The same can be said for 'Nothing' as the full strings section adds warmth and clarity to the raw and obliterating lyrics you're caught up in, tormenting before gently releasing you from their grasp as the strings fade out. And with tracks like 'Formaldehyde' and 'Hyena' that hit hard with a danceable energy, much akin to early Killers records, you get that much awaited energetic vibe to the album. Not a million miles away from their previous songs, but when treated as standalone singles, a very strong effort. 

Towards the end, the record resorts to toning back its monstrous ways once more to provide a pathway allowing the intricate melodies on 'Two Hearted Spider' to shine through. With maturity and integrity Smith wails "Every smile you fake, Breaks me, breaks me".It's clear he's wearing his heart on his sleeve.

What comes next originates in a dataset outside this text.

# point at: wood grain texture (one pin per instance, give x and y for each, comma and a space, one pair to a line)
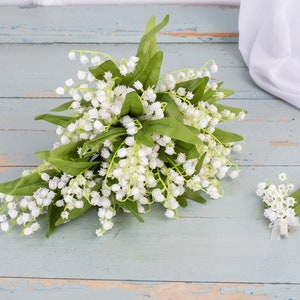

My favourite on the record 'Phone Book' takes you on an enticingly dark journey led by the subtlety of its piercingly beautiful synths. As the acoustic guitar strums away beneath you're drawn deeper and darker in to its depths. Many try to capture this kind of simplistic beauty and fail. Editors seem to have hit the nail on the head with their minimalistic approach here creating a long lasting empathy within their music. As the album rounds up on 'Bird Of Prey', another slow burning track, this time with harder percussion, a definitive direction becomes clear. Less synths. More guitars. As a band, Editors have defined their sound working hard on this new direction and it's clear to see. Through their hard work and determination there finally seems to be light at the end of the tunnel.

Whilst I wasn't entirely won over on my first listen, once it had sunk in I was finally able to appreciate it for what it really is; a lovable, heart wrenching record filled with a darkness that we've grown to love. 'The Weight Of Your Love' is definitely a giant stride in the right direction for a band that came so close to the brink of extinction. It's great to have them back.